Le prix Amplify Voices Award a donné une certaine légitimité au film. J’ai l’impression que le Canada et le TIFF vont dans la bonne direction en ce qui a trait à la diversité et aux gens dont on n’a pas encore entendu la voix. Ce prix est vraiment important. Je suis tellement heureux d’avoir reçu cette reconnaissance.
Lorsque je suis ailleurs qu’à Toronto, les gens à qui je parle soulignent non seulement l’effort que font le Canada et le TIFF dans ce sens, mais leur travail aussi… le travail que nous devons tous accomplir.
ANN MARIE FLEMING

La Vancouvéroise Ann Marie Fleming fréquente le TIFF depuis qu’elle a commencé à réaliser des films, dont le tout premier était le court métrage You Take Care Now présenté en 1989. Elle a remporté deux prix du meilleur court métrage au TIFF : New Shoes: An Interview in Exactly 5 Minutes en 1990, et Blue Skies en 2002, qui se voulait une réponse à l’édition précédente du TIFF, que les attaques du 11 septembre ont mis sur pause dès le sixième jour. Ses longs métrages The Magical Life of Long Tack Sam (2003), Window Horses (2016) et Can I Get a Witness? (2024) ont tous été présentés au TIFF.
Mon premier film au TIFF, c’était en 1989 avec You Take Care Now, mais je ne me souviens pas vraiment de sa présentation, pour être honnête. Avoir un court métrage à l’affiche d’un festival, c’est beaucoup moins de pression qu’un long métrage!
Le monde des festivals était nouveau pour moi. Je me tenais beaucoup avec les bénévoles, mais je me rappelle avoir rencontré le cinéaste néo-zélandais Garth Maxwell et de l’avoir convaincu d’aller voir mon film. Ça a été le début d’une longue conversation entre nous.

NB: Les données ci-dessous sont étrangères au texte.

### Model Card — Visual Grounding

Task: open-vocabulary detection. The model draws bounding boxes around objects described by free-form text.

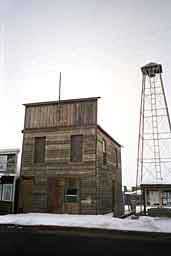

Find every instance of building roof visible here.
[0,148,20,155]
[97,125,121,147]
[23,97,100,107]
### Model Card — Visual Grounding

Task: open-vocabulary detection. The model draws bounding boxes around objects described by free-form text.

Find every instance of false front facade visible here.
[18,98,123,216]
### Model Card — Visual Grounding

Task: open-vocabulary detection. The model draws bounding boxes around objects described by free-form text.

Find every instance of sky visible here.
[0,0,171,186]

Ce que je préférais du TIFF de cette époque, c’était la possibilité de rencontrer des artisans, de découvrir et de parler de films de partout sur la planète. Tout le monde était toujours d’un grand soutien.
Quand j’ai gagné le prix du meilleur court métrage canadien pour Blue Skies, j’étais déjà à bord d’un train en direction de Vancouver et à quelques minutes de perdre le réseau sur mon cellulaire, lorsqu’on m’a appelée pour me dire : « Reviens! »
Mais c’était trop tard.
Blue Skies, c’était ma réponse personnelle aux attentats du 11 septembre, qui avaient frappé New York l’année précédente. En 2001, mon film Lip Service: A Mystery, qui avait reçu quelques bonnes critiques des médias avant le TIFF, n’a jamais été présenté en première. Ce jour-là, le monde entier a changé. Je voulais parler de notre deuil collectif et de la manière que les arts peuvent nous faire passer au travers des temps sombres.
Je n’aurais pas pu être plus surprise de gagner. J’ai pu m’acheter de l’équipement de tournage avec la bourse associée au prix, ce qui était formidable. C’est probable que je sois la seule personne à avoir remporté ce prix deux fois, parce que la plupart des cinéastes cessent rapidement de réaliser des courts métrages.
Quand j’ai commencé à fréquenter le TIFF, c’était un festival beaucoup plus modeste qui présentait la crème du cinéma international. Le festival a eu beau évoluer vers le TIFF d’aujourd’hui, avec sa grande réputation mondiale, il fait encore la part belle aux films canadiens.
C'est important pour le rayonnement et le financement de ton film quand il est sélectionné au TIFF. Tu attires l’attention des médias nationaux et internationaux, et celle de l’industrie aussi.